Rôle et Responsabilités
L’infirmière puéricultrice (IPDE) exerce dans les services de pédiatrie, dans les services de chirurgie infantile, de réanimation néonatale ou encore dans les maternités. Elle est la spécialiste des petits patients, nouveau-nés comme jeunes enfants. Elle s’occupe de leur apporter tous les soins infirmiers, rendus bien plus délicats par leur jeune âge. Pour un pansement comme pour une prise de sang ou une surveillance médicale, ces gestes nécessitent beaucoup plus de patience et de savoir-faire ! La « puer », comme on l’appelle souvent dans les services, remplit aussi un rôle important auprès des parents. Elle les accompagne dans l’apprentissage de la parentalité : les bons gestes à adopter avec leur nouveau-né par exemple. Indispensable pour des jeunes parents, surtout lorsqu’il s’agit du premier nourrisson. L’éducation, la prévention et l’information sont autant de facettes de son métier au quotidien, au-delà des soins et de l’aspect purement médical. « Il faut gérer les angoisses des parents, qui s’inquiètent pour leur enfant hospitalisé… ou qui ont peur de ne pas savoir donner correctement les premiers bains par exemple !

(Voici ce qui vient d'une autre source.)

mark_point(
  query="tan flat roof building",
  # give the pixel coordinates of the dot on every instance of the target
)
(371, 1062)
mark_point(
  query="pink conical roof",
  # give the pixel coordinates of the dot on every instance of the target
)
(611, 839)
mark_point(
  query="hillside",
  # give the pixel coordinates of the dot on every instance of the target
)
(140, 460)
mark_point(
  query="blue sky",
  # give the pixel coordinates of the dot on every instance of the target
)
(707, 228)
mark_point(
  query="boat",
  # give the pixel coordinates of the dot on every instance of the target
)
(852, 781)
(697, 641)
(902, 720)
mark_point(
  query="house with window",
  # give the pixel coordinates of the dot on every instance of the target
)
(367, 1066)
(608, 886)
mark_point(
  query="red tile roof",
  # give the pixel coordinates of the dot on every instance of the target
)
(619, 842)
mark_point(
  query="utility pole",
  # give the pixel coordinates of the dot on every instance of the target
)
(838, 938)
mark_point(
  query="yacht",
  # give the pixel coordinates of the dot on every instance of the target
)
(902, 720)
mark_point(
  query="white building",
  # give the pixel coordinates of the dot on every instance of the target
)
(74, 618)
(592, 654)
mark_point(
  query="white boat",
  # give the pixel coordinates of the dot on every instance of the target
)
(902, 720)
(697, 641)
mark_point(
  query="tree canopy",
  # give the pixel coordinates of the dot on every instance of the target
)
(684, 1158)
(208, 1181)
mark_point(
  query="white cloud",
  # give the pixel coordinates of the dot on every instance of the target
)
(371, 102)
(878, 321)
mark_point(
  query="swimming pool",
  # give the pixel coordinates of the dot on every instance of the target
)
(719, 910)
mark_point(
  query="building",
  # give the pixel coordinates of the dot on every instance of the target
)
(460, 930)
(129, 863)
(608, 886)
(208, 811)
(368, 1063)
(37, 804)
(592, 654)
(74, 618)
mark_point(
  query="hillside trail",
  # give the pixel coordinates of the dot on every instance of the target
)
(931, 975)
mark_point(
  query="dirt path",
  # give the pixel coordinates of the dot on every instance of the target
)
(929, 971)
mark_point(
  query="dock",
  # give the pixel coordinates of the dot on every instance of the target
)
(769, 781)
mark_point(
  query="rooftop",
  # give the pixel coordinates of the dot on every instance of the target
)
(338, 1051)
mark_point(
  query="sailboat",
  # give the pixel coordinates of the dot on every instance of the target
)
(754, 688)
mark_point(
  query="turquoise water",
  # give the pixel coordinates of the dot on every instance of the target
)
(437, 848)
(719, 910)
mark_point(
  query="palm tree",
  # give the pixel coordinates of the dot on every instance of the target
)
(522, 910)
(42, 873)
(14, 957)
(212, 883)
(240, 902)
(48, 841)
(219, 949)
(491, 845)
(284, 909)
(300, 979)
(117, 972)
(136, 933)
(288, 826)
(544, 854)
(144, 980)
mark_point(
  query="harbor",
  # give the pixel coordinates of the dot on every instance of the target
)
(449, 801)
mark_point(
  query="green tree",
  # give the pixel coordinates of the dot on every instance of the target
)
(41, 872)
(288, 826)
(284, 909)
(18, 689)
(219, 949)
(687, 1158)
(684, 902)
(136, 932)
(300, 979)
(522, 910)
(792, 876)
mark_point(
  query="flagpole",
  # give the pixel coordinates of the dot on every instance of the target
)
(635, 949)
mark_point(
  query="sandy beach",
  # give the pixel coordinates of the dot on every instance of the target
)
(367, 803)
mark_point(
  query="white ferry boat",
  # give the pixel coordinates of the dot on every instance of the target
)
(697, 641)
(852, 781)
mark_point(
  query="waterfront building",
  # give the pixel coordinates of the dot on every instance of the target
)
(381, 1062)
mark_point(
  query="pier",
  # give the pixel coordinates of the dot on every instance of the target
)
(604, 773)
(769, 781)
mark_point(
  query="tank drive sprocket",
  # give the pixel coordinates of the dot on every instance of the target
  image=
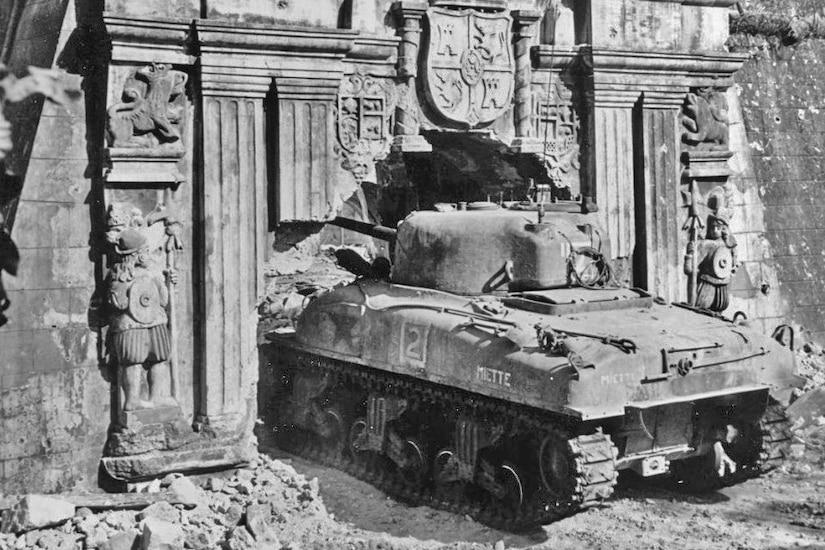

Formation et Accès au Métier
Le métier d’infirmière puéricultrice est accessible aux infirmiers ou infirmières diplômés d’État, ainsi qu’aux sages-femmes ou maïeuticiens titulaires d’un DE. Mais avant de pouvoir exercer dans une maternité, aux urgences pédiatriques, en neuropédiatrie ou dans tout autre service pédiatrique, il faut valider le diplôme d’État de puériculture (DEP). Celui-ci s’obtient après une année de formation dans une école de puériculture et correspond à un niveau Bac +4. À 23 ans, Émilie a fait le choix de la formation directement après l’IFSI. Cette jeune IPDE exerce depuis quelques mois dans une maternité d’Île-de-France. « C’est un métier qui me passionne depuis longtemps ! Pour sa collègue Nadia, il s’agissait plutôt d’évoluer dans sa carrière, et d’acquérir de nouvelles compétences pour exercer aux urgences pédiatriques : « connaître les bons gestes et les bons comportements avec des petits patients par exemple ».
Rémunération
Lorsqu’elle commence à exercer, l’IPDE perçoit une rémunération mensuelle brute de 2 046,71 € selon la grille indiciaire de la Fonction publique hospitalière. Avec 18 mois d’expérience, son salaire mensuel brut atteint 2 158,26 €. Cette évolution salariale se poursuit au fil des années. Ainsi, en fin de carrière, la rémunération mensuelle brute est équivalente à 3 705,42 € au grade 3. Il est à noter que, comme beaucoup d’autres agents hospitaliers, l’infirmière puéricultrice peut continuer à se spécialiser, et continuer à évoluer dans sa carrière. Même si elle vient de commencer sa vie active comme infirmière puéricultrice, Émilie y pense déjà : « cadre de santé », sourit-elle. Cela sera possible après 4 ans d’expérience, et lui permettrait de rester au contact des jeunes enfants tout en prenant des responsabilités d’encadrement.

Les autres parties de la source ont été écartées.